La procédure de marquage par l'EDU permet une coloration immunofluorescente ultérieure de marqueurs neuronaux tels que le neurofilament en rouge. Ces schémas représentent la procédure de marquage de l'EDU et de l'ADN mitochondrial à l'aide d'un signal fluorescent rouge. Les cellules de neuroblastome F11 présentant une activité mitotique servent de contrôle positif et illustrent le profil de marquage de l'EDU incorporé dans l'ADN nucléaire et mitochondrial.
Ce schéma représente la procédure d'étiquetage de la BRDU dans l'ADN mitochondrial nouvellement synthétisé à l'aide d'un signal fluorescent vert ou rouge. Lors de la réalisation de cette procédure, il est important de toujours inclure des contrôles utilisant des cellules mitotiquement actives afin de vérifier l'étiquetage réussi de l'EDU et des noyaux cellulaires avant de passer aux étapes d'amplification permettant de visualiser l'étiquetage de l'ADN mitochondrial. Après cette procédure, d'autres méthodes comme l'immunofluorescence classique peuvent être réalisées afin de répondre à des questions supplémentaires, telles que la régulation de la synthèse de l'ADN mitochondrial dans des sous-populations spécifiques de neurones ou des compartiments neuronaux. En raison de son développement, cette technique ouvrira la voie aux chercheurs en neurobiologie pour explorer la régulation du nombre de mitochondries dans des modèles cellulaires de physiologie normale ainsi que dans des modèles cellulaires simulant des pathologies altérées.
États neurologiques.
Cette étude présente une technique innovante pour marquer l'ADN mitochondrial (ADNmt) nouvellement synthétisé dans des neurones en culture, permettant ainsi la visualisation de la réplication de l'ADNmt. La méthode combine l'incorporation d'EdU avec une amplification du signal par tyramide, offrant des informations sur la biogenèse de l'ADNmt au sein des compartiments subcellulaires des neurones.
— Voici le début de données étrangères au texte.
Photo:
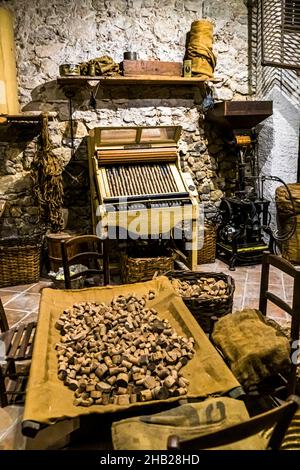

Cette technique permet une visualisation sensible de la réplication de l'ADN mitochondrial dans des cellules individuelles, offrant une mesure quantitative de la biogenèse mitochondriale. Elle facilite la validation de cibles dans les modèles de maladies neurodégénératives et métaboliques en reliant la dynamique de l'ADNmt aux besoins énergétiques cellulaires. La méthode améliore la fiabilité prédictive des criblages précliniques en permettant une comparaison directe avec les marqueurs neuronaux et les études de localisation subcellulaire.
La méthode s'inscrit dans le continuum de découverte allant du test d'hypothèses sur une cible jusqu'à l'optimisation du composé actif, en particulier pour les modulateurs mitochondriaux. Elle permet la validation des composés actifs en confirmant l'interaction spécifique avec la cible par la synthèse de l'ADN mitochondrial dans les compartiments subcellulaires pertinents. Le résultat quantitatif aide à hiérarchiser les composés présentant des profils de sécurité mitochondriale favorables.